- Associated Press - Thursday, May 22, 2014

COXEY, Ala. (AP) - The time to say goodbye was emotional for Stacey Ridgeway, director of the Clements Baptist Church tornado relief center.

Ridgeway has spent the last four weeks volunteering with her new friends after the April 28 tornado.

The center is closing today, so many of the volunteers are returning to their homes in other counties and states.

“It’s hard to say goodbye,” Ridgeway said. “But every day we have less families coming to us for help.”

Relief centers are beginning to close or set dates for closing, and they’re seeking places to send donated items.

Samaritan’s Purse, a Christian service and relief organization, left western Limestone County on Wednesday.

Wayne Shoemaker, of the North Carolina-based organization, said the number of work orders dropped to one or two a day. The group leaves a disaster area when it becomes difficult to sustain consistent work for out-of-town volunteers, he said.

Samaritan’s Purse has been organizing volunteers through the United Way of Limestone County.
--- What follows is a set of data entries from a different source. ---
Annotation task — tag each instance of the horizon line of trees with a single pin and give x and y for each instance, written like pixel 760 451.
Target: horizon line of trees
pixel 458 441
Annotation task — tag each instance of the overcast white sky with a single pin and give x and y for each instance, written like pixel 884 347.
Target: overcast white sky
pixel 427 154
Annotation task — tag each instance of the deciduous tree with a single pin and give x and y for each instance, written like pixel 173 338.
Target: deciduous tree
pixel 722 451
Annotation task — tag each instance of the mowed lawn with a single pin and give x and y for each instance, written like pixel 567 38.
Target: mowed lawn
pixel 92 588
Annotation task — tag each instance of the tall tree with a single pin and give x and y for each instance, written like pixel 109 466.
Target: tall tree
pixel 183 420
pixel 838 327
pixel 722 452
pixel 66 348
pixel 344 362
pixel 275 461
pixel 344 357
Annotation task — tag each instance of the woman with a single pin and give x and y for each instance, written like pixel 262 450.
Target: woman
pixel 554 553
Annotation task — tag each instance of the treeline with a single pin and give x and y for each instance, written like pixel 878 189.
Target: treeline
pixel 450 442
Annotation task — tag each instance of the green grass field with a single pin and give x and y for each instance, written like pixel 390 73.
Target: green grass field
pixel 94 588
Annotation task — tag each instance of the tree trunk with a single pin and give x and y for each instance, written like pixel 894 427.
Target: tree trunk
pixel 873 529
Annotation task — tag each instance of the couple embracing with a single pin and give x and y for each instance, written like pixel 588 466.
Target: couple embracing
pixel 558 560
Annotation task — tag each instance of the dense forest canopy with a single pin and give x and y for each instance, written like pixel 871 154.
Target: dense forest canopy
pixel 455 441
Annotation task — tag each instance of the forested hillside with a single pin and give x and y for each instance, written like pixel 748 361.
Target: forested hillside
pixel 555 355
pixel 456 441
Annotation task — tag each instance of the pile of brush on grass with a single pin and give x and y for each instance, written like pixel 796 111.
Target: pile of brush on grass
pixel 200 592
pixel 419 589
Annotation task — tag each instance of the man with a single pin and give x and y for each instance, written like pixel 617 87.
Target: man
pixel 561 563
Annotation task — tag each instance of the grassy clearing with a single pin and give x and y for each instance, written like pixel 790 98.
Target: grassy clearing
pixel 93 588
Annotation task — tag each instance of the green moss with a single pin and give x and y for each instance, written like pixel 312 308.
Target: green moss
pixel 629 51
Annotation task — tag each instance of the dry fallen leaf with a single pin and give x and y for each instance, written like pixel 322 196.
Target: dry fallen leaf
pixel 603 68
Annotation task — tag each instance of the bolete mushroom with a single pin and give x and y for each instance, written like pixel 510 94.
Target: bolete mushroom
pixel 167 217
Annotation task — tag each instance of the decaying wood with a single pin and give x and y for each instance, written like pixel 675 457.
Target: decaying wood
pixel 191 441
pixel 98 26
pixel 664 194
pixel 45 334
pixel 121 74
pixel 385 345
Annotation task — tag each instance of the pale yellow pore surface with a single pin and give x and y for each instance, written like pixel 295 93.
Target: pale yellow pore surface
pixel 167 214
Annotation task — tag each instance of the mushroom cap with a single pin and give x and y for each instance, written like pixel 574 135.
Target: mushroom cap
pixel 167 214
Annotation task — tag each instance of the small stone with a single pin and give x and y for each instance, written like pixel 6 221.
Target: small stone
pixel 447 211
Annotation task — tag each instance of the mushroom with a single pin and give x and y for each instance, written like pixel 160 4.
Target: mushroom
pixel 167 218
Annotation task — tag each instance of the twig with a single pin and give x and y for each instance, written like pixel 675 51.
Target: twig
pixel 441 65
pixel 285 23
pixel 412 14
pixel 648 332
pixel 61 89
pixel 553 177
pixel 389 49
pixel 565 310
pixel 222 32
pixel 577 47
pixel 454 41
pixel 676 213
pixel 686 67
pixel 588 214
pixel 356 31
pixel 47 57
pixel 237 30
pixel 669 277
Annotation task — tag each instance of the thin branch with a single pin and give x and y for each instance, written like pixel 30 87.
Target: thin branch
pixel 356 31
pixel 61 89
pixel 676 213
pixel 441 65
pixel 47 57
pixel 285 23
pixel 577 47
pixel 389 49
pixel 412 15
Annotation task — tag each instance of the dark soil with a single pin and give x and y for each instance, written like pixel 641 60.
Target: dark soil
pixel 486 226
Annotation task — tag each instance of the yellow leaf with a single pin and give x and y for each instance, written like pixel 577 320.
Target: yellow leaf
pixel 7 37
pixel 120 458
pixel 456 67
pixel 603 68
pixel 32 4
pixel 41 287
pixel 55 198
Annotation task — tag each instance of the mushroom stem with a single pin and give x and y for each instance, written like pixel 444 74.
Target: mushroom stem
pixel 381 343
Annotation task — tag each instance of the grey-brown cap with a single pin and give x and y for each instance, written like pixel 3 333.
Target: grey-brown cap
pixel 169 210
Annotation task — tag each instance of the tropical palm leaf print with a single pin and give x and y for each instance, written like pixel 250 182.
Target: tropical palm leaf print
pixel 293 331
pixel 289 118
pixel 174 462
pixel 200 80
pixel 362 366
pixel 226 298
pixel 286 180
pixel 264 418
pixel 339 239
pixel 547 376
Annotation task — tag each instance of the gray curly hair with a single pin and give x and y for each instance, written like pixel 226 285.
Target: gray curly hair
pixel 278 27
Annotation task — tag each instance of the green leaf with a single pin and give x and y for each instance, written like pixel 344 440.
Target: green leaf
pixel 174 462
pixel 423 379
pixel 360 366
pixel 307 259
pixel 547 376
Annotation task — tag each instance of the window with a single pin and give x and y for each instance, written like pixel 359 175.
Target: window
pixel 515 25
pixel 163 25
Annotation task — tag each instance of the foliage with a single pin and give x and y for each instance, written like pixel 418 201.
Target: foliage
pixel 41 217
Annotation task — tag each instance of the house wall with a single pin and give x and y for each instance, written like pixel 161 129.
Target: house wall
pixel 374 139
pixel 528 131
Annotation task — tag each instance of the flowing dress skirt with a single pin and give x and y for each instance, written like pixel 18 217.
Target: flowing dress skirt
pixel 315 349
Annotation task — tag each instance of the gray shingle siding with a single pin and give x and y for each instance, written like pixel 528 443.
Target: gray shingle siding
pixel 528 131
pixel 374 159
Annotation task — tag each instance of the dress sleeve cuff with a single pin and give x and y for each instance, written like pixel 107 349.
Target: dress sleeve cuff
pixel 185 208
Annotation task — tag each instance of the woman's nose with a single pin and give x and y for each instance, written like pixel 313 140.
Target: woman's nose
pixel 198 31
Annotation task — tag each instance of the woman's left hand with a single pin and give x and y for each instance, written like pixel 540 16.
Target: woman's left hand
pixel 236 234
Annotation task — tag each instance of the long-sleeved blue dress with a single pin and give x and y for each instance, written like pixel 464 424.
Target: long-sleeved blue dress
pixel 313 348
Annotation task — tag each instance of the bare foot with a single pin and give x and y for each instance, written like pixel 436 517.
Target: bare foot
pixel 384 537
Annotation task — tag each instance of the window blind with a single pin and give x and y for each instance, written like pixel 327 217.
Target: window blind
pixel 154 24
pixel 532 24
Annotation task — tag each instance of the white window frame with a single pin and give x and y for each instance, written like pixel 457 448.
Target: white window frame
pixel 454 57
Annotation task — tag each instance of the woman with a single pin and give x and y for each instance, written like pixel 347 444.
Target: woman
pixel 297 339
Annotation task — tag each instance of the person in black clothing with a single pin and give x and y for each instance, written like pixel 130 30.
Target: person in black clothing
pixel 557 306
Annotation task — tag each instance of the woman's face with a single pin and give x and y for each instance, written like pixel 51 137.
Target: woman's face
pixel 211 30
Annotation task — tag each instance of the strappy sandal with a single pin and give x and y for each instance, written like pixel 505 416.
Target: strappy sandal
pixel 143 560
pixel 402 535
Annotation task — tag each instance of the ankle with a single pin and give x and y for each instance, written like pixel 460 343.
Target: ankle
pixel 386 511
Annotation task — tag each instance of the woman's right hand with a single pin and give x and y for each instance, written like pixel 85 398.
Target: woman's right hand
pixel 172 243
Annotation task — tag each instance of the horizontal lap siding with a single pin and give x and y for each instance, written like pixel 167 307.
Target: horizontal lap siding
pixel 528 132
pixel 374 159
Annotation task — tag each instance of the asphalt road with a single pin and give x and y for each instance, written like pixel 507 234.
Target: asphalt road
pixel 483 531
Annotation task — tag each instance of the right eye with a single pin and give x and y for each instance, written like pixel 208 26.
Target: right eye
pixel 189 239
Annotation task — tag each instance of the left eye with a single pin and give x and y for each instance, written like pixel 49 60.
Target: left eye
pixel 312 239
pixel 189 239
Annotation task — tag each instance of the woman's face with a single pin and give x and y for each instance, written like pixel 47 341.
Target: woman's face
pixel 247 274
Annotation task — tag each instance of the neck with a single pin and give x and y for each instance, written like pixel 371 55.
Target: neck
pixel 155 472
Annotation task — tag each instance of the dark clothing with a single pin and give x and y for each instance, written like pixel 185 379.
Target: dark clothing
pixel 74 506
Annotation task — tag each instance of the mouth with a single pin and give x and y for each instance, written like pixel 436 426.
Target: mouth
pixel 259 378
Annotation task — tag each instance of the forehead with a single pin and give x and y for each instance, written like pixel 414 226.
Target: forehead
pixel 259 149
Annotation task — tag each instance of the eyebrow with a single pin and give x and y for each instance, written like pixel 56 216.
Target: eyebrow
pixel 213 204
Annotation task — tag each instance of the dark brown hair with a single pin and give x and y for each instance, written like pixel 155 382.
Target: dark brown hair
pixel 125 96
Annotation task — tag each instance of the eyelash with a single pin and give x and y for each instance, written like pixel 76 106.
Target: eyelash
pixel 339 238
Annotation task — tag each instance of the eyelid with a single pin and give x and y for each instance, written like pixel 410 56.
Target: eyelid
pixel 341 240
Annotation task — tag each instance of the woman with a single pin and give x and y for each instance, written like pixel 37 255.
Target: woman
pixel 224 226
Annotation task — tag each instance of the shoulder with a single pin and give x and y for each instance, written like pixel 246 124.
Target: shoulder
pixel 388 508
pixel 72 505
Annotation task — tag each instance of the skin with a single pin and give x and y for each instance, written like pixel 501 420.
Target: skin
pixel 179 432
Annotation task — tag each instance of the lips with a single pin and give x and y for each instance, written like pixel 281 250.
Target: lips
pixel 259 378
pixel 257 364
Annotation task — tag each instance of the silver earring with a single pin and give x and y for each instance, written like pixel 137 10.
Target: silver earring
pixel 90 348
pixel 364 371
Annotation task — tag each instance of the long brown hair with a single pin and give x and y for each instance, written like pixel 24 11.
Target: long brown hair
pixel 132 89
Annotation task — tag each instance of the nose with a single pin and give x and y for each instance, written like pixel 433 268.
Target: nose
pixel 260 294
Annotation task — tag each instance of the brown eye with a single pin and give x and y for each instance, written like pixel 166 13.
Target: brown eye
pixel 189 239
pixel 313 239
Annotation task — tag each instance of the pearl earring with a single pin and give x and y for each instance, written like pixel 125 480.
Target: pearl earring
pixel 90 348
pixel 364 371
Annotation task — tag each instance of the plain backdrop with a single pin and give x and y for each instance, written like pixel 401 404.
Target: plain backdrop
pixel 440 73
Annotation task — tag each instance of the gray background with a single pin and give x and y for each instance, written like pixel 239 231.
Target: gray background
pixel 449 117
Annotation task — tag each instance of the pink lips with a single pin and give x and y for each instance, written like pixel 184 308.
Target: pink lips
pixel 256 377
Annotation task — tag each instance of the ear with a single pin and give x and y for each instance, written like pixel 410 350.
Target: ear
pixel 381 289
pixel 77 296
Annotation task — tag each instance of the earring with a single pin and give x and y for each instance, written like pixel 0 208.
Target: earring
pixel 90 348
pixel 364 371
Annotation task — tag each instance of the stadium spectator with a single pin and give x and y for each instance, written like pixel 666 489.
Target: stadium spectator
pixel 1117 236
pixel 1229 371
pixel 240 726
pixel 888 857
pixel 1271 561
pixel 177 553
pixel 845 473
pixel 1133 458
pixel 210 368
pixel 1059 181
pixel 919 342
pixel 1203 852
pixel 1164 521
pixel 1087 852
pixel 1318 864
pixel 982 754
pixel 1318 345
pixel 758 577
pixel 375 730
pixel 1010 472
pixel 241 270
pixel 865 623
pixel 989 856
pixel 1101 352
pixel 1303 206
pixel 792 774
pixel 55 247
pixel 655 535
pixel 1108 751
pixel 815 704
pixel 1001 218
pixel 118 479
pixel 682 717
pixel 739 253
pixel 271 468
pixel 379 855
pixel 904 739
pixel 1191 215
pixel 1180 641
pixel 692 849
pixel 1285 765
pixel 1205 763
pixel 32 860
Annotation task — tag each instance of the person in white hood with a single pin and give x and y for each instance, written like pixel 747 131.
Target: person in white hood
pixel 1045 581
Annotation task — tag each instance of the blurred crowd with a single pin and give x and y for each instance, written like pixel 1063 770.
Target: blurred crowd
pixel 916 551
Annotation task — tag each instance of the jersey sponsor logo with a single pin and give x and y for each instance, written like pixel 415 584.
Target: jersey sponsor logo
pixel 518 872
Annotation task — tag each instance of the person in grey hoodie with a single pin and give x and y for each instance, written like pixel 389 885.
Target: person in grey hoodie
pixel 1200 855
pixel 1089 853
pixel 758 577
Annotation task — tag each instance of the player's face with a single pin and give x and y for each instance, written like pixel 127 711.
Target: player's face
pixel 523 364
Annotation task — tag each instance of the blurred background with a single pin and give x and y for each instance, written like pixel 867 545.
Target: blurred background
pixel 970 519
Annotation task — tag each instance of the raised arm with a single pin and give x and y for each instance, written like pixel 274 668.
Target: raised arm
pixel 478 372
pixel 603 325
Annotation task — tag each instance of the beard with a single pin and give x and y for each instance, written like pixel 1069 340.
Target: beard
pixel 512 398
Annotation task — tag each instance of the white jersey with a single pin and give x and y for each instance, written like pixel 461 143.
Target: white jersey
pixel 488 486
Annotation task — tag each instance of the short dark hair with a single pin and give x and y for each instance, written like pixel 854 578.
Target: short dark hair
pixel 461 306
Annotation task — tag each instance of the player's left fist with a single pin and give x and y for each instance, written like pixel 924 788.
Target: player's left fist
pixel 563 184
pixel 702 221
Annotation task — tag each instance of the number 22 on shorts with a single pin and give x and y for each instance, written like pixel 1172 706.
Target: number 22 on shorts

Shoemaker said 471 volunteers have filled 133 work orders and put in 5,900 volunteer hours since his group arrived May 3.

Work continues in the area with mostly volunteers who live nearby.

Despite closing three disaster relief centers in other parts of the state this week, Federal Emergency Management Agency officials said Wednesday no date has been set for closing the Limestone County center on Ripley Road.

The center will be open Monday, although Memorial Day is a federal holiday.

Ridgeway said tornado survivors are receiving FEMA checks, so there is less need for help.

“They’re getting into homes and getting more established,” Ridgeway said.

American Red Cross emergency services manager Shirley Crutcher said her organization is no longer paying for storm victims to stay in local hotels.

“Most are in homes or have made other living arrangements,” Crutcher said.